(An excerpt from “Advantage: Business Competition in the New Normal”)
Perhaps one of the most dramatic examples of mindset is what happened before Einstein came up with his theory of relativity. Newtonian physics says that if you are standing still and throw a ball with a certain force X, it will leave your hand at fifty kilometers per hour. Likewise, if you are standing on a train going sixty kilometers per hour, and you throw the ball with the same force X, it will leave your hand at one hundred ten kilometers per hour (fifty + sixty). In 1887, E.W. Morley and A.A. Michelson decided to measure the difference between the velocity of light as it is beamed with the speed of the rotation of the earth pushing it and as it is beamed perpendicular to the rotation of the earth. The idea was that the light beam that has the speed of the earth’s rotation behind it must be going faster than the light beam that does not have that incremental speed behind it. To their surprise, no difference was detected. The scientific community knew there was something was wrong with the way they did their experiment because you cannot violate the laws of physics. It perplexed scientists for years because they couldn’t find the error.
Is this so surprising? One possible explanation is that the earth is not rotating. “WHAT?” just went through your brain didn’t it? The certainty we have about the earth rotating is the same certainty those scientists had about Newtonian physics. They could not have contemplated the alternative.
Recognizing facts is essential to getting the problem right, but point of view can color the evidence and cause us to interpret the evidence in a way that’s consistent with our worldview. It is a phenomenon that has been noticed and written about repeatedly in business and psychology texts.

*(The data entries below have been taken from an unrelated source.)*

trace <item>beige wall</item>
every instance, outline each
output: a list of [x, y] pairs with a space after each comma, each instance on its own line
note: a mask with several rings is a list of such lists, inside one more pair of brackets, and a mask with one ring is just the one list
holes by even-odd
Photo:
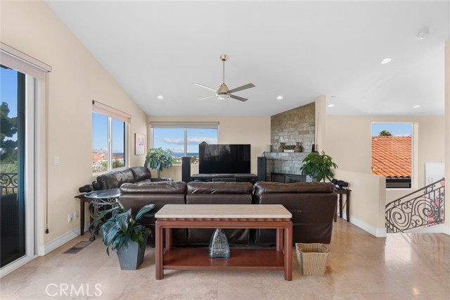
[[[444, 118], [443, 116], [328, 115], [326, 152], [340, 170], [371, 174], [371, 124], [373, 122], [416, 123], [414, 153], [416, 158], [415, 189], [425, 185], [425, 163], [444, 160]], [[338, 178], [340, 179], [340, 178]], [[410, 189], [388, 189], [386, 201], [409, 194]]]
[[[450, 178], [450, 40], [445, 44], [445, 177]], [[449, 187], [447, 180], [447, 187]], [[446, 234], [450, 235], [450, 192], [445, 193]]]
[[375, 237], [385, 237], [385, 177], [340, 169], [335, 175], [352, 185], [350, 221]]
[[[142, 165], [135, 156], [134, 135], [146, 132], [146, 115], [84, 48], [44, 1], [1, 1], [1, 42], [53, 68], [49, 98], [49, 229], [45, 214], [37, 225], [39, 244], [47, 243], [79, 225], [68, 223], [68, 214], [79, 210], [74, 196], [90, 183], [91, 174], [92, 100], [132, 115], [129, 130], [131, 165]], [[39, 100], [37, 128], [39, 185], [37, 204], [45, 206], [45, 115]], [[59, 157], [59, 165], [53, 165]]]
[[[257, 172], [257, 158], [262, 155], [264, 145], [270, 144], [270, 117], [149, 117], [150, 122], [219, 122], [219, 144], [250, 144], [252, 146], [252, 173]], [[152, 147], [151, 130], [148, 136], [148, 149]], [[193, 165], [191, 173], [198, 173], [198, 165]], [[156, 172], [152, 170], [152, 176]], [[174, 180], [181, 180], [181, 165], [163, 170], [162, 177]]]

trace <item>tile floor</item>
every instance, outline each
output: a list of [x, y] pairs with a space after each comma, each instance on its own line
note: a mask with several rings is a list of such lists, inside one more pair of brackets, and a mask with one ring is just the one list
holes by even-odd
[[281, 271], [167, 270], [155, 280], [154, 249], [147, 248], [138, 270], [122, 271], [98, 239], [77, 254], [63, 254], [88, 239], [79, 237], [3, 277], [0, 298], [450, 299], [450, 236], [444, 234], [377, 238], [338, 218], [325, 275], [302, 275], [293, 252], [292, 282]]

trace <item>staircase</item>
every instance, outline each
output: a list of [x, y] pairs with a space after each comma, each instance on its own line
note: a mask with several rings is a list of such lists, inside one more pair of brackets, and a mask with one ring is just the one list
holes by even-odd
[[407, 232], [444, 223], [444, 183], [442, 179], [387, 204], [386, 232]]

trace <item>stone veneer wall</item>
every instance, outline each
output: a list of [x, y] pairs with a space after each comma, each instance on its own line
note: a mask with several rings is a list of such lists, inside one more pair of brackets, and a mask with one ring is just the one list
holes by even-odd
[[[303, 159], [311, 152], [315, 142], [315, 118], [314, 102], [271, 117], [271, 152], [264, 153], [267, 180], [270, 180], [271, 173], [301, 174]], [[301, 142], [303, 151], [278, 153], [281, 137], [286, 145]], [[311, 178], [307, 177], [307, 181], [311, 181]]]
[[[277, 152], [280, 142], [295, 145], [300, 142], [304, 152], [311, 152], [315, 142], [316, 109], [314, 102], [271, 117], [271, 144]], [[282, 140], [281, 140], [282, 139]]]

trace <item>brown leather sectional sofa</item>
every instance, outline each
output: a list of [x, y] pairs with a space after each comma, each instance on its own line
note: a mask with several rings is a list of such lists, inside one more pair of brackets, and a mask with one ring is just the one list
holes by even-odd
[[124, 183], [146, 183], [159, 181], [171, 181], [171, 178], [152, 178], [148, 168], [133, 167], [120, 171], [108, 172], [97, 176], [92, 182], [94, 189], [118, 189]]
[[[167, 204], [283, 204], [292, 214], [293, 243], [329, 244], [336, 212], [338, 195], [328, 183], [297, 182], [198, 182], [125, 183], [120, 187], [120, 200], [125, 209], [136, 213], [144, 205], [157, 204], [158, 211]], [[143, 223], [155, 229], [155, 218]], [[275, 244], [274, 230], [230, 229], [226, 231], [231, 244], [248, 244], [250, 239], [259, 246]], [[208, 244], [212, 230], [176, 229], [174, 245]], [[154, 244], [154, 239], [151, 239]]]

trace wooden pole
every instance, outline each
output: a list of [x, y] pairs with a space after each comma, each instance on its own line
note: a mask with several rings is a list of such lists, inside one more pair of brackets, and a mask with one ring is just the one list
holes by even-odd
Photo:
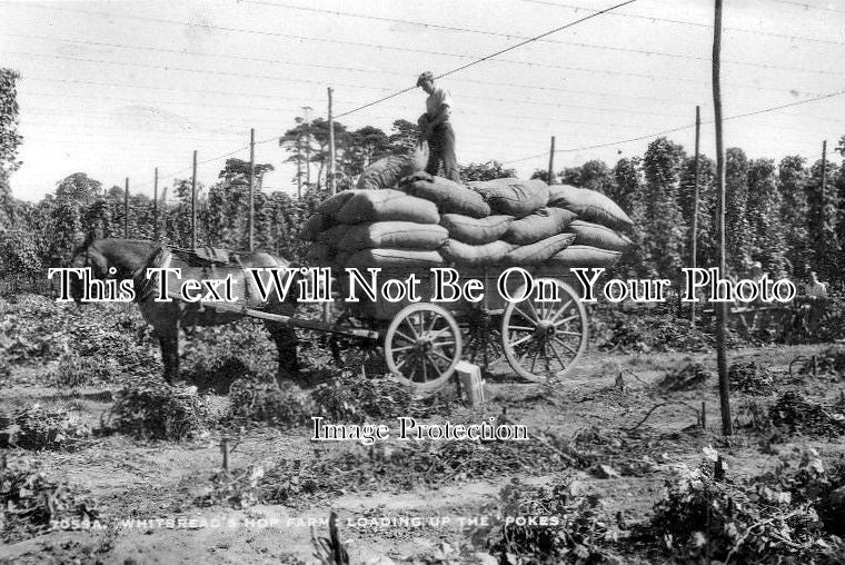
[[331, 113], [331, 87], [328, 88], [329, 91], [329, 178], [328, 182], [328, 189], [329, 189], [329, 196], [334, 196], [335, 192], [337, 192], [337, 187], [335, 187], [335, 118]]
[[158, 241], [158, 167], [152, 177], [152, 239]]
[[255, 248], [255, 201], [252, 194], [252, 177], [256, 174], [256, 129], [249, 130], [249, 250]]
[[191, 175], [191, 249], [197, 248], [197, 150], [193, 150], [193, 174]]
[[123, 190], [123, 239], [129, 239], [129, 177], [126, 178]]
[[822, 198], [827, 190], [827, 140], [822, 141]]
[[[727, 276], [725, 257], [725, 148], [722, 140], [722, 0], [716, 0], [715, 21], [713, 26], [713, 110], [716, 120], [716, 178], [719, 190], [718, 236], [719, 236], [719, 276]], [[727, 349], [725, 347], [725, 321], [727, 303], [716, 305], [716, 364], [719, 371], [719, 405], [722, 408], [722, 433], [734, 435], [730, 420], [730, 381], [727, 375]]]
[[555, 136], [551, 136], [551, 147], [548, 150], [548, 184], [555, 184]]
[[[695, 107], [695, 189], [693, 190], [692, 267], [698, 265], [698, 140], [702, 131], [702, 107]], [[695, 326], [695, 303], [689, 303], [689, 321]]]

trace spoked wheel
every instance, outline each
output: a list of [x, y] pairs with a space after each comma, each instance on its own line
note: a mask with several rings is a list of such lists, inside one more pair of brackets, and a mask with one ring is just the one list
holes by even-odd
[[392, 319], [385, 335], [387, 367], [420, 391], [444, 386], [460, 360], [461, 338], [455, 317], [433, 304], [411, 304]]
[[[568, 375], [587, 347], [584, 305], [569, 285], [550, 280], [559, 301], [528, 297], [509, 303], [501, 318], [505, 357], [517, 375], [537, 383]], [[519, 289], [525, 291], [525, 287]]]

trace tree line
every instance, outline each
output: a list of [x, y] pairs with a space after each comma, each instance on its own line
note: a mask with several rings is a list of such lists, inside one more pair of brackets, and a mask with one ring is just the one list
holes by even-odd
[[[833, 156], [845, 157], [845, 136]], [[842, 284], [845, 276], [845, 162], [808, 162], [802, 156], [748, 159], [729, 148], [726, 168], [726, 256], [728, 270], [745, 275], [759, 262], [772, 276], [819, 277]], [[590, 160], [555, 175], [555, 182], [607, 195], [634, 220], [634, 248], [620, 269], [632, 276], [672, 278], [690, 265], [695, 201], [695, 157], [668, 138], [655, 139], [642, 157], [614, 167]], [[548, 181], [548, 172], [533, 178]], [[718, 266], [716, 163], [698, 157], [696, 261]]]

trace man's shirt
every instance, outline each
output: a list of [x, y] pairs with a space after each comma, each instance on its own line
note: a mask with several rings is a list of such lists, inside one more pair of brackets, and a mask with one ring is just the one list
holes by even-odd
[[443, 88], [435, 88], [435, 91], [426, 98], [426, 113], [430, 119], [437, 118], [440, 113], [440, 107], [448, 106], [451, 108], [451, 97]]

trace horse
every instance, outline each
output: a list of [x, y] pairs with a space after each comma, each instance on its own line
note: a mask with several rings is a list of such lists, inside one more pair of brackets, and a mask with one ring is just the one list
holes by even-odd
[[[165, 365], [165, 380], [173, 385], [179, 378], [179, 329], [191, 326], [217, 326], [242, 319], [241, 314], [216, 311], [212, 307], [188, 304], [182, 300], [157, 301], [156, 293], [149, 289], [146, 277], [147, 268], [158, 267], [169, 248], [155, 241], [139, 239], [95, 239], [88, 238], [77, 249], [71, 266], [91, 268], [91, 277], [105, 279], [132, 279], [136, 297], [135, 303], [141, 310], [143, 319], [150, 324], [161, 347], [161, 361]], [[289, 261], [267, 252], [238, 252], [237, 261], [242, 268], [284, 268]], [[113, 270], [112, 270], [113, 269]], [[289, 275], [292, 276], [292, 275]], [[296, 288], [291, 284], [291, 289]], [[145, 290], [146, 289], [146, 290]], [[140, 290], [140, 291], [139, 291]], [[82, 282], [78, 277], [71, 277], [70, 294], [79, 304], [82, 297]], [[296, 309], [296, 296], [280, 301], [275, 293], [270, 293], [267, 304], [261, 308], [268, 314], [291, 316]], [[277, 380], [291, 378], [298, 380], [299, 364], [297, 360], [297, 336], [291, 326], [266, 320], [265, 325], [276, 341], [278, 350]]]

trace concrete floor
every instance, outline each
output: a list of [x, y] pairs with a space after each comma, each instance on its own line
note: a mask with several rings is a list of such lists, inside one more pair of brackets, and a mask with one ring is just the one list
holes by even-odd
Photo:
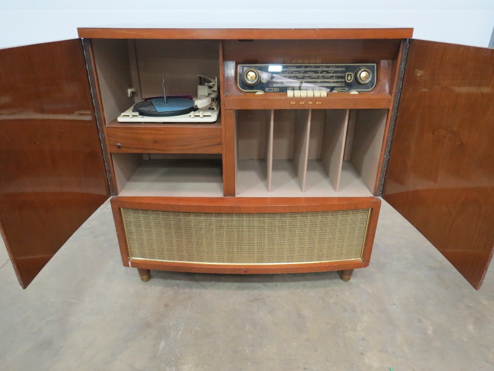
[[239, 276], [122, 266], [109, 204], [26, 290], [0, 248], [2, 370], [494, 370], [476, 291], [383, 203], [370, 265]]

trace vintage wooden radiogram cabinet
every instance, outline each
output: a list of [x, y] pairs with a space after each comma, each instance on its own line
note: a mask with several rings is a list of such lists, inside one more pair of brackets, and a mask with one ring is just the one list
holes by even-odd
[[478, 289], [494, 50], [412, 32], [104, 27], [0, 50], [0, 224], [21, 285], [109, 197], [143, 280], [348, 280], [382, 196]]

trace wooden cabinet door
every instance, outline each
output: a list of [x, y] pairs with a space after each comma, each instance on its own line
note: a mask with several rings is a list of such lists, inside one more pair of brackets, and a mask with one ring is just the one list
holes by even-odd
[[412, 40], [383, 198], [473, 287], [494, 247], [494, 50]]
[[110, 192], [81, 40], [0, 66], [0, 230], [25, 288]]

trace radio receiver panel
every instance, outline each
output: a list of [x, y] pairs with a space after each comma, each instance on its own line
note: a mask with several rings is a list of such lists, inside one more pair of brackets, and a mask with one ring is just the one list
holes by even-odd
[[243, 92], [286, 93], [288, 96], [325, 96], [328, 93], [369, 92], [377, 81], [375, 63], [239, 64]]

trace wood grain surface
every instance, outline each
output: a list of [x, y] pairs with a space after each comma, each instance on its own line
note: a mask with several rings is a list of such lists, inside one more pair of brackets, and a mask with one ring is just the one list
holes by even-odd
[[494, 50], [413, 40], [384, 198], [478, 289], [494, 246]]
[[0, 224], [25, 288], [109, 189], [79, 40], [0, 50]]
[[408, 39], [412, 28], [112, 28], [81, 27], [80, 38], [196, 40]]

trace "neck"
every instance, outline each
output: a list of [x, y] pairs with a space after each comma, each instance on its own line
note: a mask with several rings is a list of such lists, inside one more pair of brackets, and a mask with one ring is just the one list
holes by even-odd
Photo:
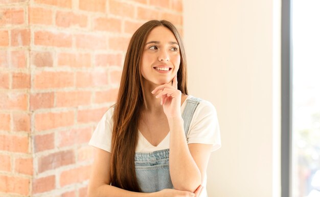
[[147, 107], [147, 108], [144, 109], [144, 111], [148, 114], [164, 114], [163, 107], [160, 104], [161, 98], [155, 98], [155, 96], [157, 95], [156, 93], [151, 93], [151, 91], [159, 85], [150, 82], [144, 82], [143, 86], [146, 99], [145, 102]]

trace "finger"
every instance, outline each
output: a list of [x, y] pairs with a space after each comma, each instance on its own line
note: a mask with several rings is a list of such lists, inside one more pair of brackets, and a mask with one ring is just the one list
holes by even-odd
[[162, 95], [166, 95], [167, 96], [171, 96], [175, 98], [179, 95], [179, 92], [176, 90], [164, 89], [164, 90], [155, 96], [155, 98], [159, 98]]
[[155, 88], [154, 89], [154, 90], [153, 90], [151, 92], [151, 93], [154, 94], [154, 93], [156, 93], [157, 91], [158, 91], [159, 90], [163, 90], [164, 89], [165, 89], [166, 88], [173, 89], [173, 87], [172, 86], [171, 86], [171, 85], [168, 85], [167, 83], [163, 84], [162, 85], [160, 85], [160, 86], [158, 86], [157, 87]]
[[173, 77], [172, 80], [172, 87], [176, 89], [178, 89], [178, 77], [176, 74], [174, 75], [174, 77]]
[[165, 98], [166, 98], [166, 95], [162, 95], [162, 96], [161, 97], [161, 103], [160, 103], [160, 104], [161, 104], [162, 105], [165, 103]]
[[199, 194], [202, 187], [202, 186], [201, 185], [199, 185], [199, 186], [198, 187], [198, 188], [197, 188], [196, 190], [194, 191], [194, 193], [196, 194]]

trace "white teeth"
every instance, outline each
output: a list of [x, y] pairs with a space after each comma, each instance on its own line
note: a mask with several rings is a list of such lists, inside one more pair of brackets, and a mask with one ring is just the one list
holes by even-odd
[[158, 70], [165, 70], [166, 71], [169, 71], [169, 68], [158, 68], [158, 67], [155, 67], [155, 68], [156, 69]]

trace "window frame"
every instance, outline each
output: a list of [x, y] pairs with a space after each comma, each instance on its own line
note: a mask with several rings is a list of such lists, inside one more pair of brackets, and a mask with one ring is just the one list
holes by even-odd
[[281, 196], [292, 196], [292, 0], [281, 8]]

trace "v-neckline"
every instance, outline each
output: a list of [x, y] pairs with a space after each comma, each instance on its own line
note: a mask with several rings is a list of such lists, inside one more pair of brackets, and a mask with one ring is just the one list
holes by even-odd
[[[185, 99], [185, 100], [184, 101], [184, 102], [182, 103], [182, 104], [181, 104], [181, 106], [180, 106], [180, 107], [182, 107], [182, 105], [185, 104], [185, 103], [186, 103], [187, 102], [187, 100], [188, 99], [188, 97], [189, 97], [190, 95], [187, 95], [187, 98], [186, 98], [186, 99]], [[184, 108], [184, 111], [185, 110], [185, 109], [186, 109], [186, 106], [185, 106], [185, 108]], [[183, 114], [183, 111], [181, 111], [181, 114]], [[146, 141], [147, 142], [147, 143], [150, 145], [153, 148], [156, 148], [159, 147], [159, 145], [160, 145], [161, 144], [163, 143], [163, 142], [165, 140], [165, 139], [166, 139], [166, 138], [167, 138], [167, 137], [168, 137], [168, 136], [169, 135], [169, 133], [170, 133], [170, 131], [169, 130], [169, 132], [168, 132], [168, 133], [167, 133], [167, 135], [166, 135], [166, 136], [162, 139], [162, 140], [161, 140], [161, 142], [160, 142], [160, 143], [159, 144], [158, 144], [158, 145], [157, 146], [153, 146], [152, 145], [152, 144], [151, 143], [150, 143], [148, 139], [147, 139], [147, 138], [144, 136], [144, 135], [143, 135], [143, 134], [142, 134], [142, 133], [140, 131], [140, 130], [139, 129], [138, 129], [138, 132], [139, 133], [139, 134], [141, 135], [141, 136], [142, 137], [143, 137], [144, 140]]]

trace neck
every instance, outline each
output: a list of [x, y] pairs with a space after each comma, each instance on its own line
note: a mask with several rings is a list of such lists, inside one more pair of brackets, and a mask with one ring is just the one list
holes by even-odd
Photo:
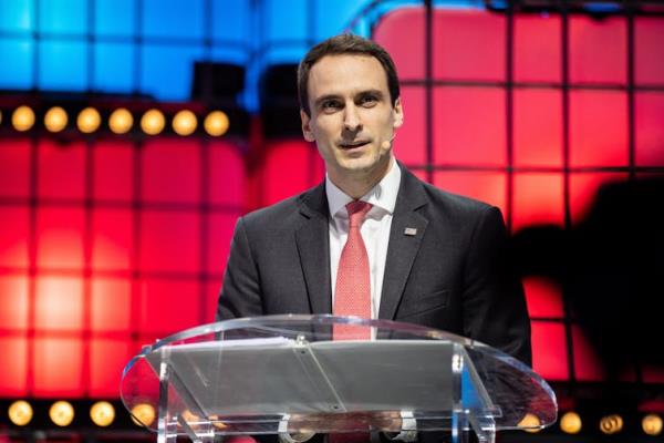
[[330, 181], [334, 183], [334, 186], [343, 190], [349, 197], [359, 199], [387, 175], [393, 163], [394, 157], [391, 155], [390, 159], [385, 162], [385, 166], [376, 168], [375, 171], [359, 171], [355, 174], [349, 174], [346, 172], [343, 174], [334, 174], [332, 171], [328, 171], [328, 175]]

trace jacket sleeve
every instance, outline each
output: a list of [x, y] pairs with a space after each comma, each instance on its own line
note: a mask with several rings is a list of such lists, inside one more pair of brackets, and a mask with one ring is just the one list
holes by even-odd
[[500, 209], [487, 208], [471, 235], [464, 267], [464, 334], [532, 364], [530, 319], [515, 272]]
[[230, 244], [216, 319], [262, 316], [261, 287], [243, 217], [238, 219]]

It is often expressed as being too close to the problem and, thus, not able to see it clearly. Einstein said, “What does a fish know about the water it swims in?”
When Albert Einstein looked at the Michelson-Morely velocity of light results, he thought to himself, ’What if the results of the experiment are correct?’ What Einstein did was step back from the problem. If the evidence proved correct, that would mean Newtonian physics was wrong. This heresy opened the universe to a new point of view and changed physics forever.